The murder trial against Irish mob boss James "Whitey" Bulger is set for this October but his defense lawyer wants to adjourn it until November 2013 in order to better prepare as reported by O'Ryan Johnson for the Boston Herald.
In response, federal prosecutors call the request a stall tactic as reported by Matt Stout for the Boston Herald:
"The families of nineteen murder victims as well as numerous other extortion victims have waited for almost seventeen years for justice because the defendant decided to remain a fugitive for sixteen years," prosecutors wrote. "Some of these victims have passed away while the defendant walked the beaches of Santa Monica."
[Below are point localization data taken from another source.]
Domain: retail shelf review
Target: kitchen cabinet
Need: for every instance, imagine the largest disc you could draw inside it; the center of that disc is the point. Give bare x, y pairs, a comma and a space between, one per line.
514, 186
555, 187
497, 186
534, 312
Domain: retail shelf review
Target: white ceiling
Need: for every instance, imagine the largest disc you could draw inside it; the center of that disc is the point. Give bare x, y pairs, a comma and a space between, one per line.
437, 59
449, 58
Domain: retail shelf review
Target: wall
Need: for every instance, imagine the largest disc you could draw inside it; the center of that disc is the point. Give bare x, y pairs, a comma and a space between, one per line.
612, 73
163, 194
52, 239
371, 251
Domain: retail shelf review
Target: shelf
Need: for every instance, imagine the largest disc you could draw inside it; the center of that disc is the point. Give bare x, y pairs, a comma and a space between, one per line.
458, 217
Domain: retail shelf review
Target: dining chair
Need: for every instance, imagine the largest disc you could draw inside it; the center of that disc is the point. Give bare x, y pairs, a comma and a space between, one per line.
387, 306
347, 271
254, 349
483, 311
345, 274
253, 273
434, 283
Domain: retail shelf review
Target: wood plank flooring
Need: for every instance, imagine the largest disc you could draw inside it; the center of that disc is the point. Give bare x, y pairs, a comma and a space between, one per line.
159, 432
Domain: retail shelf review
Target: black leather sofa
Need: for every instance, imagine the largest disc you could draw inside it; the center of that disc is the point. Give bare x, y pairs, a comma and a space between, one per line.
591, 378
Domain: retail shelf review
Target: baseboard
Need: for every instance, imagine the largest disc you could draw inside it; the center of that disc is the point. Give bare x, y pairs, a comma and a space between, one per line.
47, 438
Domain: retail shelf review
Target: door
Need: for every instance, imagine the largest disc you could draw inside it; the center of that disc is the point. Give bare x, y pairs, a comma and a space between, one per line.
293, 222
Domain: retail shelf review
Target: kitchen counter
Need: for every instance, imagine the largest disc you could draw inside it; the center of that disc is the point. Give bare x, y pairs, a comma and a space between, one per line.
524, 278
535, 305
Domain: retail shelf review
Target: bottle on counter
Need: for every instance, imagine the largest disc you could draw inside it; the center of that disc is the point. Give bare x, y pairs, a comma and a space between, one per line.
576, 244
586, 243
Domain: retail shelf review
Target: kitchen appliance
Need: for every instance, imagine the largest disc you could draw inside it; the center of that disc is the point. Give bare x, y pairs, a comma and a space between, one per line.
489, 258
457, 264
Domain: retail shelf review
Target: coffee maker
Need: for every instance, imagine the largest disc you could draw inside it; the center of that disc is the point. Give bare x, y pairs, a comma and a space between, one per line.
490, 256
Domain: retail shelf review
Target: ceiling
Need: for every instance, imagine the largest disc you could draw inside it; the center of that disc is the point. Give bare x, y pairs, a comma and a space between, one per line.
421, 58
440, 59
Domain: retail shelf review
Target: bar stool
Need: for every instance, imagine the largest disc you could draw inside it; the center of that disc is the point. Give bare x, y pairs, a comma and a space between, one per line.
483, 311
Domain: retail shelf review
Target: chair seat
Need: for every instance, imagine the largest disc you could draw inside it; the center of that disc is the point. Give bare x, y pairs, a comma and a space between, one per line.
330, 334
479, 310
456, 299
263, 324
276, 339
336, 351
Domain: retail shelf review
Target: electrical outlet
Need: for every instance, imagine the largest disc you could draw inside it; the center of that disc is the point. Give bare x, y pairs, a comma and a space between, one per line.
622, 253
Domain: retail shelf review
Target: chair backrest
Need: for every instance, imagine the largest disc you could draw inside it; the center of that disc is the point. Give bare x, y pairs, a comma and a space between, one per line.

Meanwhile, former Bulger enforcer and convicted murderer Stephen "The Rifleman" Flemmi apparently is eager to testify against his old boss according to one of Flemmi's sons as reported by The Boston Globe:
Billy St. Croix, one of Flemmi's sons, said this week that he has reignited a relationship with his father since Bulger's arrest. St. Croix said his father seems eager to take the stand, in what will perhaps be Boston's most notorious criminal trial. "It will be an interesting showdown," said St. Croix, 51, who said he left organized crime after learning the extent of his father's wrongdoing, including the killing of his sister. St. Croix said Flemmi told him he watched one night in 1985 in a house in South Boston as Bulger allegedly strangled St. Croix's older sister, Deborah Hussey, whom Flemmi had raised as his stepdaughter. Her death is one of the 19 murders Bulger is accused of participating in, according to a federal racketeering indictment that named him and other members of his Winter Hill Gang.